Despite President Obama’s empty rhetoric to the contrary, a recently finalized Department of Health and Human Services (HHS) rule makes clear that ObamaCare will use tax dollars to fund abortion.
Remember when President Obama told us that the Pitts/Stupak Amendment should be rejected because his Executive Order would prevent abortion from being a part of ObamaCare? We told you then that not only was an Executive Order insufficient to replace a strong statutory protection like the Pitts/Stupak Amendment, but also that the language of the Executive Order itself did nothing more than set up an accounting scheme to hide the federal subsidies that would flow to abortions.
Sadly, these facts have now come to fruition.
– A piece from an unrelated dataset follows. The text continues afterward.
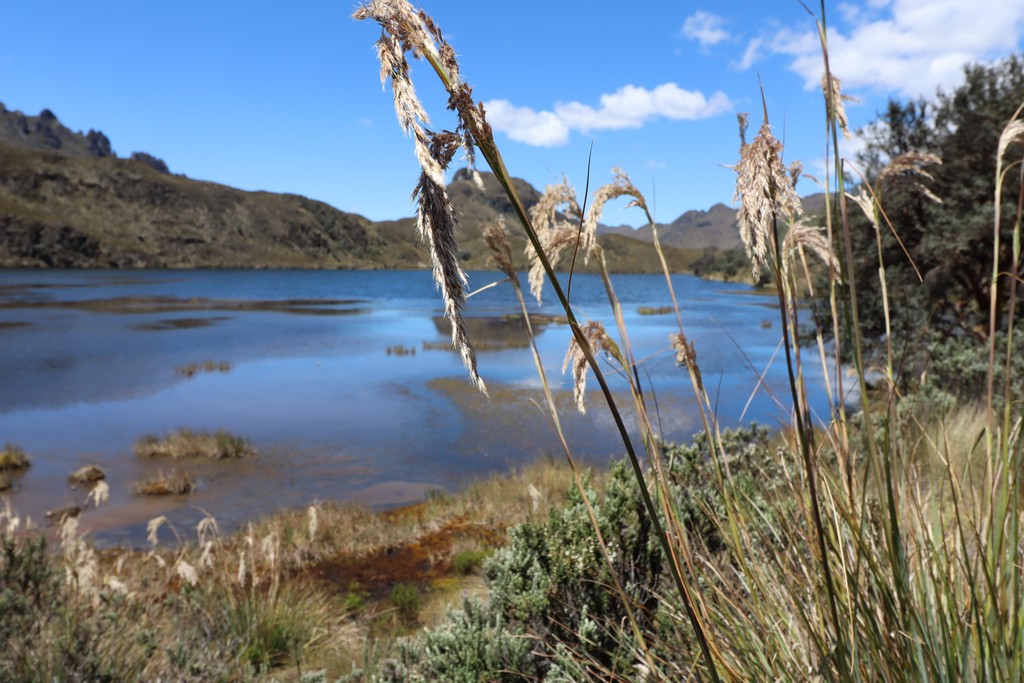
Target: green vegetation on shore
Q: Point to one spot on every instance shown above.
(878, 542)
HHS, under the direction of President Obama and Secretary Kathleen Sebelius has issued its final rule for implementing the state exchanges created by the ObamaCare law. These final rules include requirements for how abortion funding must be handled.
First off, when we consider that the President told us that his Executive Order made it clear that abortion was not a part of this law, it is reasonable to ask why the final rule references ‘abortion’ 30 times? If abortion funding was not to be a part of this law, the statute needed only a short, clear prohibition of such funding – a prohibition offered in the Pitts/Stupak Amendment, which was initially approved by the House of Representatives, and later stripped out by the President and then-Speaker Nancy Pelosi.
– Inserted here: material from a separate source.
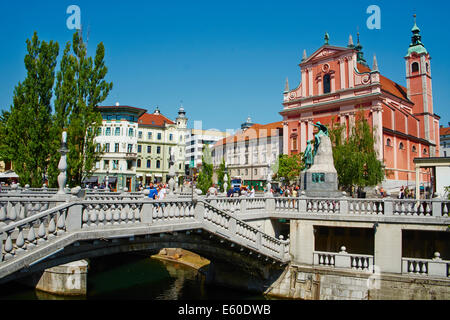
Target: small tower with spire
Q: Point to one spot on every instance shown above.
(418, 82)
(181, 120)
(360, 54)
Because the law does indeed contradict the President by allowing abortion funding, this final rule goes to great lengths to devise a scheme that attempts to hide that funding. The result is a complicated web of regulations that reference ‘abortion’ 30 times.
Everyone concerned about government promotion and funding of abortions should read this rule for themselves, but allow me to outline a couple of the basic components with regard to the abortion requirements.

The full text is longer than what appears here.